La société civile, acquise à la cause du coton génétique
Et pour cause, la plupart des membres du GPC trouve le CGM contraignant, il n’arrive pas à respecter le calendrier cultural, ni à bien utiliser les intrants agricoles. Mahamadou Soro a affirmé son regret d’avoir quitté le CGM "contre sa volonté". " Si j’avais le choix et les moyens, je produirais ce qui est rentable, c’est-à-dire le CGM", a-t-il laissé entendre, l’air triste. Ce qui a fait dire à Dr Traoré : " ce sont les autres qui ont peur du CGM, pas les producteurs". D’où la nécessité de le promouvoir, avec les biotechnologies dans leur ensemble, recommandation de Régis Antoine Balmongo, participant.

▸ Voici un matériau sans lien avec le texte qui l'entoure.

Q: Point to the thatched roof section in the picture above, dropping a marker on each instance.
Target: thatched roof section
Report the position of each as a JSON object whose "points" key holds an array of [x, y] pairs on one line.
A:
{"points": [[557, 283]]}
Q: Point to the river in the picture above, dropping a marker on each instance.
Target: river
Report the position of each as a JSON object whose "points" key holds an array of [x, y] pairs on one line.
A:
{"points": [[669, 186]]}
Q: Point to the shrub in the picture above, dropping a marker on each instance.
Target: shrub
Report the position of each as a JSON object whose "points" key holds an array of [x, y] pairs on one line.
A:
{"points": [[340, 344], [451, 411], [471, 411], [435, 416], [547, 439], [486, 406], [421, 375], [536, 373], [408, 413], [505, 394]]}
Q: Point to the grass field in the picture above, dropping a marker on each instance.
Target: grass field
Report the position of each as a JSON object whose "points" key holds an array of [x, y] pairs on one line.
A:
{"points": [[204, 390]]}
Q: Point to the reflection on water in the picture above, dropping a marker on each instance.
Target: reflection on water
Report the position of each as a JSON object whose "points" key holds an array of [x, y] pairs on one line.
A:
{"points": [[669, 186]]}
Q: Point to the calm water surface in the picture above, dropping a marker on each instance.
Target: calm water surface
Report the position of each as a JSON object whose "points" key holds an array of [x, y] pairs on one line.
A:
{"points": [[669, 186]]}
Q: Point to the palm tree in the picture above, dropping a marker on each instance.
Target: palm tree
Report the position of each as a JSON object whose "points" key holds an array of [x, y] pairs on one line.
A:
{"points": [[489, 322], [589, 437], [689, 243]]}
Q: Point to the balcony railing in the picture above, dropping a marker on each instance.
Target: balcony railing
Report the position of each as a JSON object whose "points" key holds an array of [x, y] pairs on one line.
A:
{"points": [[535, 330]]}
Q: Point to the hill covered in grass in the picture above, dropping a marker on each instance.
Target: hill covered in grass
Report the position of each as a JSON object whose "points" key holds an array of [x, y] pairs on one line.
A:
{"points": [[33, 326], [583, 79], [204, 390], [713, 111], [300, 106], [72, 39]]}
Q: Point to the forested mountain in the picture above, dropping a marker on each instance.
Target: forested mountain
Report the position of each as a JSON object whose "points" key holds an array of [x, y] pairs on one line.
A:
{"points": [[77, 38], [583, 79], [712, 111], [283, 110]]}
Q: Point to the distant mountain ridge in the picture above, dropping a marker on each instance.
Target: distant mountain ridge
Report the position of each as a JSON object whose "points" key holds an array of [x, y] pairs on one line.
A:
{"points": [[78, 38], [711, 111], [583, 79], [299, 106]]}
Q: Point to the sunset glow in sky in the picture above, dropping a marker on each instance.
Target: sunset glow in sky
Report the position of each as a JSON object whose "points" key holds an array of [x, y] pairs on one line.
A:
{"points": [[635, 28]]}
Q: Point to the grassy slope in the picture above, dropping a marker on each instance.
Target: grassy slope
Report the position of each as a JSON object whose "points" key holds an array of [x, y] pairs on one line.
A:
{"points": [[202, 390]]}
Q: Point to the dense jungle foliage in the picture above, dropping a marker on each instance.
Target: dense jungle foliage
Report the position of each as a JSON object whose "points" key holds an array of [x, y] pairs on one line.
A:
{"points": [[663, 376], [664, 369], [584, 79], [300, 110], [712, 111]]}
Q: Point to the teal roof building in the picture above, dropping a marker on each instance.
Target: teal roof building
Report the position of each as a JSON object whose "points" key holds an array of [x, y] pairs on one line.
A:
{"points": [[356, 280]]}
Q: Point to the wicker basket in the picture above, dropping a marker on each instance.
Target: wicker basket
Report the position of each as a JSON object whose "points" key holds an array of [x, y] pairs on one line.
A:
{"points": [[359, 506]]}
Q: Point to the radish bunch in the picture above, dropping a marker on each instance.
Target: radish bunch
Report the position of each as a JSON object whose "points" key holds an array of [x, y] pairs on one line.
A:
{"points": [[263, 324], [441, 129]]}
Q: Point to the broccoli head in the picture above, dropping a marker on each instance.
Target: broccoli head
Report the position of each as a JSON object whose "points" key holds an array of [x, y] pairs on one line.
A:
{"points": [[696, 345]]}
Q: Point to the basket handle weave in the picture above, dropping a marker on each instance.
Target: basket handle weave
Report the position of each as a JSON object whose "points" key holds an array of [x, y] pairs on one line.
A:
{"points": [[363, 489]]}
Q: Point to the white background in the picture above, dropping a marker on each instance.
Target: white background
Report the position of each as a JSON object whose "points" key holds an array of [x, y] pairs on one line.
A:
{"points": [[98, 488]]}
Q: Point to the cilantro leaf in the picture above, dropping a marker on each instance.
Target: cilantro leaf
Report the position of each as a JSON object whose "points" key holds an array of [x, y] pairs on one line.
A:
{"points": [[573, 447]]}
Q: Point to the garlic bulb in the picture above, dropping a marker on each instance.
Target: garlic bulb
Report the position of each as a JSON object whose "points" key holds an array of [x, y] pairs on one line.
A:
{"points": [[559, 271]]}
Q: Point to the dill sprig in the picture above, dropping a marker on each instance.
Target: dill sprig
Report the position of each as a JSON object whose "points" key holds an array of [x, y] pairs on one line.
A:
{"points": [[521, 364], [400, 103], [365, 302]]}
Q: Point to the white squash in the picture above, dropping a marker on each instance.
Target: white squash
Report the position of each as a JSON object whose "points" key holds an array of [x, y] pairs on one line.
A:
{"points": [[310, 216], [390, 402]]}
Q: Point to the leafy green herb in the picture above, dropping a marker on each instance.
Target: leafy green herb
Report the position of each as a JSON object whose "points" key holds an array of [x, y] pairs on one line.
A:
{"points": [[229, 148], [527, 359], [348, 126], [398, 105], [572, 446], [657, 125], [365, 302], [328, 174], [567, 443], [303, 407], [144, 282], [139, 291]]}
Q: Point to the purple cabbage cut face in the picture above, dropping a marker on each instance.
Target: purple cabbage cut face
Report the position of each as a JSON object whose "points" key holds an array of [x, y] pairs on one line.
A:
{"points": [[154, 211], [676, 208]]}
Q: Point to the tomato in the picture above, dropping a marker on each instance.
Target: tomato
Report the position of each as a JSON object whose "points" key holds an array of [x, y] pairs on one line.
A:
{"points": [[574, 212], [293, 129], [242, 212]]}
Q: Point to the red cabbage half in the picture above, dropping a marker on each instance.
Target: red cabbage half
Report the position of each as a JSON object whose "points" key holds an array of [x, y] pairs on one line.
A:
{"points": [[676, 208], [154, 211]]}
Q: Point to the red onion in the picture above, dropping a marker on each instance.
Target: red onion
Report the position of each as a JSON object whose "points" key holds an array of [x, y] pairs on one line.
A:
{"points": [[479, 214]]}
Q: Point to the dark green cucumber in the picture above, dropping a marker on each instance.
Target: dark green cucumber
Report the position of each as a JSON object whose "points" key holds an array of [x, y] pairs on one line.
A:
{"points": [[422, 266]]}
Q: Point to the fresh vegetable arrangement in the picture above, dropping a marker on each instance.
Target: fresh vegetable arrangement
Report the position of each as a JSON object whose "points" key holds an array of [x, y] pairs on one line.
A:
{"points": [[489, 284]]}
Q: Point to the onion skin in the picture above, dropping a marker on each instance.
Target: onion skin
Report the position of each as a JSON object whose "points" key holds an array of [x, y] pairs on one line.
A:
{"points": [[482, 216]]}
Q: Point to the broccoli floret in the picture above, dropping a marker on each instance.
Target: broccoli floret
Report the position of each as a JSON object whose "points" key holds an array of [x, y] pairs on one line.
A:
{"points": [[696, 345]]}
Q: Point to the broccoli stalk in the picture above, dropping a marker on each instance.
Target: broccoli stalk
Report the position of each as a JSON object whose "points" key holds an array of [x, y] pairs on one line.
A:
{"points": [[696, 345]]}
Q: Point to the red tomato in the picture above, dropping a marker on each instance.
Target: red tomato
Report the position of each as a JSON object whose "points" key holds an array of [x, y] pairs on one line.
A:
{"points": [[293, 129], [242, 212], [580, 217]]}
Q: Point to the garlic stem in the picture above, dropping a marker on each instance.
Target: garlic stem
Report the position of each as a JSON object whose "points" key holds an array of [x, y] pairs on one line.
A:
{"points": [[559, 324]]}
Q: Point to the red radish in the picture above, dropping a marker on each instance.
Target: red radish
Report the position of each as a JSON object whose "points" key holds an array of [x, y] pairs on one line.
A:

Après les champs, les caravaniers prennent la direction des laboratoires. D’abord, au programme coton de l’INERA et le laboratoire contrôle qualité et certification des semences de la SOFITEX de la capitale économique burkinabè. Le programme coton assure notamment la création variétale du coton, améliore la fertilité des sols pour une production durable et protège le cotonnier contre les ravageurs, avis du chef de service, Dr Bazoumana Coulibaly. Aux dires de l’ingénieur de recherche, Denis Sanfo, le problème du coton génétique est plus lié aux rumeurs. Au laboratoire contrôle qualité et certification des semences de la SOFITEX qui se trouve être le "point névralgique" des semences, le chef du laboratoire, Dr Esther Kargougou, a passé au peigne fin le processus de tri des semences basé sur la qualité de la graine, la physiologie et les performances de la campagne cotonnière. Les participants ont loué l’initiative, l’opportunité d’apprentissage et de découverte pour les uns, l’échange d’expériences et renforcement de capacités pour les autres. Tous ont reconnu que " le coton génétique est apprécié des producteurs". Pour Wahabou Sana de l’association SEMUS de Yako en passant par la participante de l’association Soug Toon Nooma pour le développement des initiatives en milieu rural de Kombissiri, Aïchata Ouédraogo, via le directeur de publication de journal Infos Science Culture, Cyr Payim Ouédraogo, " les rumeurs sont dissipées". Objectif atteint pour les organisateurs de la caravane : taire les rumeurs sur la qualité du Coton génétiquement modifié (CGM), en permettant des échanges directs entre organisations de la société civile et les producteurs eux-mêmes. " Nous sommes satisfaits d’avoir réussi à lever un certain équivoque par rapport à tout ce qui se dit et de savoir que les producteurs plaident pour le maintien du coton génétique", a laissé entendre le coordonnateur de l’association "Ensemble sécurisons le futur", Mahama Ilboudo.